Toma shook his head and grabbed his sword and leather armour before running back to his men.

They arranged themselves as a hard shell of shields protected from all sides, with pikes poking out in between the shields. Toma shouted the command and they descended the stairs in the darkness, carefully stepping downward onto the main deck. The riotous sailors tried at first to push against the shielded brigade but were warded off by the pikes. Down on the main deck, several scattered fires provided more light and Toma could make out, through the tall shields, the mass of drunk sailors and soldiers. As his eyes adjusted to the faint flickering light, he began to see the grey forms and outlines. The main deck was a chaos of broken wood and empty barrels.

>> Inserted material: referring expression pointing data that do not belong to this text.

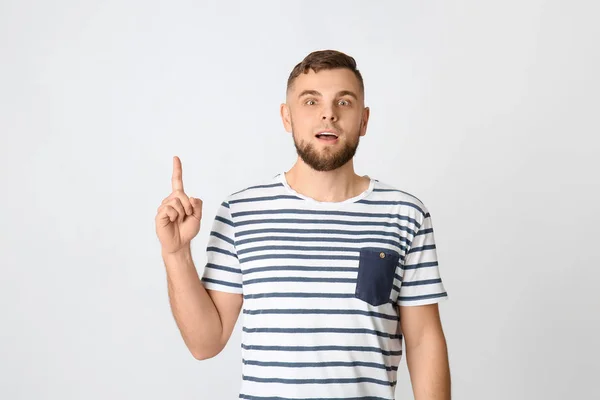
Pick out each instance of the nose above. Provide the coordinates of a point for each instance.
(329, 114)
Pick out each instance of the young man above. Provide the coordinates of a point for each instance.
(334, 270)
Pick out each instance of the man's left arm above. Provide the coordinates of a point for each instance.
(426, 351)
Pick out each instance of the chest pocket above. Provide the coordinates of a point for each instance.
(375, 279)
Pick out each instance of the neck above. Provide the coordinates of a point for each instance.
(328, 186)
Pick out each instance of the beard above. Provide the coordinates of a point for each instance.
(328, 159)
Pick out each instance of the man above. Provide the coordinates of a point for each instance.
(334, 270)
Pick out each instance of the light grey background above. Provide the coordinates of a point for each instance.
(487, 111)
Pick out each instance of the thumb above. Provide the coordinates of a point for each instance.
(197, 207)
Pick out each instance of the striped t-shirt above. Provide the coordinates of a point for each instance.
(321, 283)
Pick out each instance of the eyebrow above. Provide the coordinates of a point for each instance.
(338, 94)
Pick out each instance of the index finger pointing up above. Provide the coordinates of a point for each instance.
(176, 180)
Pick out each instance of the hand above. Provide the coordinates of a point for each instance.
(178, 217)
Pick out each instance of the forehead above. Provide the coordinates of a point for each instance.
(326, 81)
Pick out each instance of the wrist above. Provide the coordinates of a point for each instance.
(183, 254)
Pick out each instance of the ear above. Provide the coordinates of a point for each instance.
(284, 110)
(364, 121)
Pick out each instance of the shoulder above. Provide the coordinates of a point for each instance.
(270, 186)
(386, 192)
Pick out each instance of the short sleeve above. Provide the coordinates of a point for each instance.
(222, 271)
(421, 281)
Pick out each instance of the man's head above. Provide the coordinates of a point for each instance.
(324, 99)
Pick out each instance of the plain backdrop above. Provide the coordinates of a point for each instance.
(487, 111)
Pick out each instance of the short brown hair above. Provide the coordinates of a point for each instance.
(325, 59)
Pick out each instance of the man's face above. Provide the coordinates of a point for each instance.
(325, 113)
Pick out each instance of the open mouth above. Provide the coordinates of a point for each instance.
(327, 136)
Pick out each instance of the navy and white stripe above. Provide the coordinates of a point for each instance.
(295, 261)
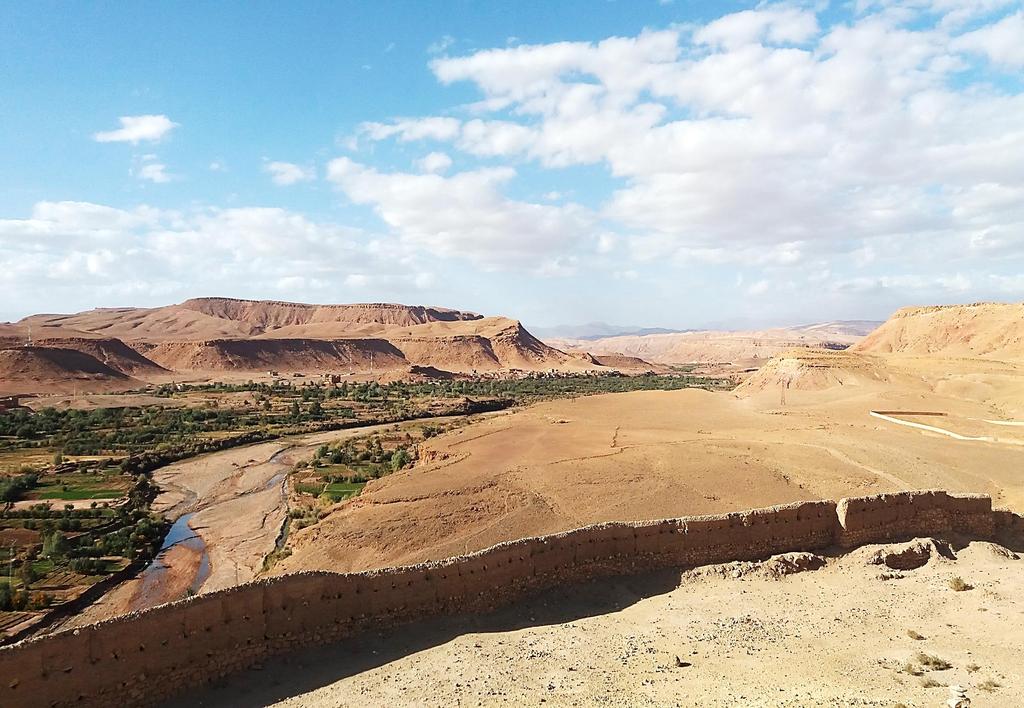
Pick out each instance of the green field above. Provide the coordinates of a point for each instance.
(77, 493)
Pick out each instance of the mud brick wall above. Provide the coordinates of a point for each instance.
(142, 658)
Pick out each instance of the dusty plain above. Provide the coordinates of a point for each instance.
(660, 454)
(722, 635)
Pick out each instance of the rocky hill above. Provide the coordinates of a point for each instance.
(986, 330)
(229, 335)
(744, 348)
(44, 369)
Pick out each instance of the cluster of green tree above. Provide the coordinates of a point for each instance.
(553, 386)
(44, 510)
(20, 599)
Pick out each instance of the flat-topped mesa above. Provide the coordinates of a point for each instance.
(269, 315)
(213, 334)
(143, 658)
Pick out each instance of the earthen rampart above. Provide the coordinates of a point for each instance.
(142, 658)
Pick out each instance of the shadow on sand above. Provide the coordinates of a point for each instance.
(314, 667)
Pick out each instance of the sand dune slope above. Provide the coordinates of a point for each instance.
(990, 330)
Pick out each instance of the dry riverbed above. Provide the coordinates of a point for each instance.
(238, 503)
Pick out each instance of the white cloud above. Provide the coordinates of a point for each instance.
(775, 25)
(87, 254)
(151, 169)
(135, 129)
(434, 162)
(464, 215)
(1001, 42)
(762, 138)
(287, 173)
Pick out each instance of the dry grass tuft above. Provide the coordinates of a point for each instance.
(958, 584)
(932, 663)
(988, 685)
(911, 669)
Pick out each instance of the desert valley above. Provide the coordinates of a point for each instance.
(474, 352)
(346, 439)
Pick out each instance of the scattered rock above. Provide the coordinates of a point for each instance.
(790, 564)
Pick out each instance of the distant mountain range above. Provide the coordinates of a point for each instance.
(599, 330)
(123, 347)
(741, 347)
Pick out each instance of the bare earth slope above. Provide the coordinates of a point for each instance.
(729, 635)
(990, 330)
(658, 454)
(211, 318)
(741, 347)
(44, 369)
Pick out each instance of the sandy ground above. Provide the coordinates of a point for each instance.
(660, 454)
(837, 636)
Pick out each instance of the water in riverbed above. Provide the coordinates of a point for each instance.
(155, 577)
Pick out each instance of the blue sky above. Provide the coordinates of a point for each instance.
(677, 164)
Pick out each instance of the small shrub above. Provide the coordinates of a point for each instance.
(932, 663)
(958, 584)
(911, 669)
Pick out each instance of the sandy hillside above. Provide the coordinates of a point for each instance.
(990, 330)
(660, 454)
(733, 635)
(739, 348)
(43, 369)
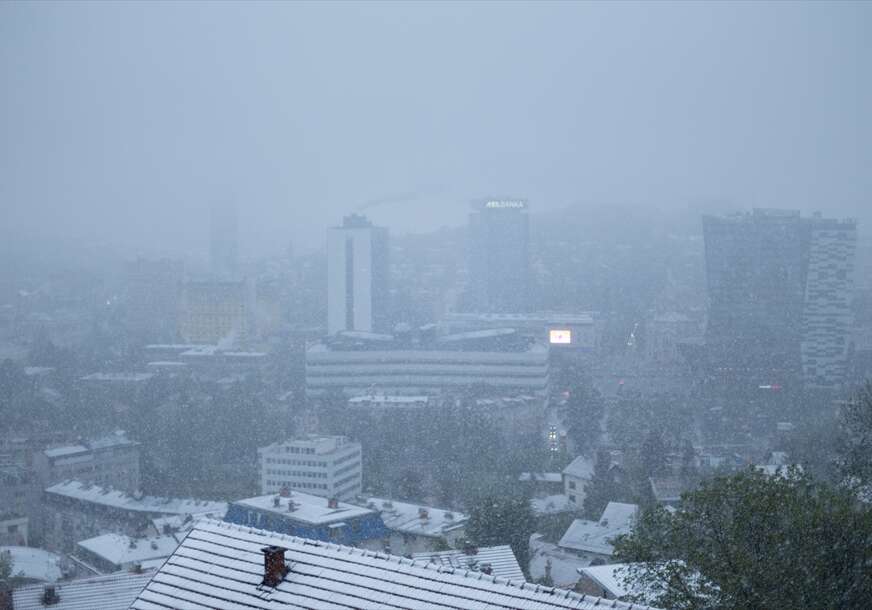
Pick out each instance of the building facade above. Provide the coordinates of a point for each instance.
(357, 276)
(779, 288)
(110, 461)
(327, 466)
(499, 259)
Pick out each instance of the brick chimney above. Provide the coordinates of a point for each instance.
(274, 568)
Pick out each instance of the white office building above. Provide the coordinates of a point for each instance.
(357, 276)
(328, 466)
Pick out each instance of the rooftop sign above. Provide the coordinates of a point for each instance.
(505, 204)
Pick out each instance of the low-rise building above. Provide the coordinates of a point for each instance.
(114, 552)
(111, 460)
(225, 566)
(592, 540)
(419, 529)
(113, 592)
(575, 477)
(327, 466)
(307, 516)
(497, 560)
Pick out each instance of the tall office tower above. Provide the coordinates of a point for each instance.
(499, 261)
(779, 296)
(357, 276)
(153, 295)
(827, 317)
(223, 239)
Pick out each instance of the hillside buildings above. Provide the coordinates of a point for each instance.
(327, 466)
(357, 276)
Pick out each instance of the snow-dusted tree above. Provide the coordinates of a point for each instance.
(754, 541)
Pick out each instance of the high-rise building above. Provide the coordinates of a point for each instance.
(223, 240)
(779, 296)
(328, 466)
(357, 276)
(499, 262)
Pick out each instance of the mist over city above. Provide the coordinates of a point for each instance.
(371, 305)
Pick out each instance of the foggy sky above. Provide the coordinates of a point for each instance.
(122, 123)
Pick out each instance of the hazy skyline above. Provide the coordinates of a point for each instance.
(123, 122)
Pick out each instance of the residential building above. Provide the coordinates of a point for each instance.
(496, 359)
(217, 311)
(19, 504)
(224, 566)
(780, 289)
(592, 540)
(112, 592)
(357, 276)
(497, 560)
(419, 529)
(575, 477)
(110, 461)
(328, 466)
(76, 511)
(499, 258)
(300, 514)
(114, 552)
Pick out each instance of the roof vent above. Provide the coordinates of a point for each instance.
(50, 595)
(274, 568)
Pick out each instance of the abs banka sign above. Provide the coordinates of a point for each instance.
(505, 204)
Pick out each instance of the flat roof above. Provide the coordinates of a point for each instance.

Several men lay on the floor, probably unconscious from all the undiluted wine they had stolen.

A drunk soldier threw himself between the pikes and into the shields to test Toma's men but he bounced off and fell to the floor. Toma was nestled in the centre of his circle of men, holding the handle of his sheathed sword, trying not to be thrown off by the stench of sweat, vomit and putrefied wine from nights worth of drinking on the main deck. With the lack of sea breeze, he struggled to keep the lamb meat from his dinner down in his stomach.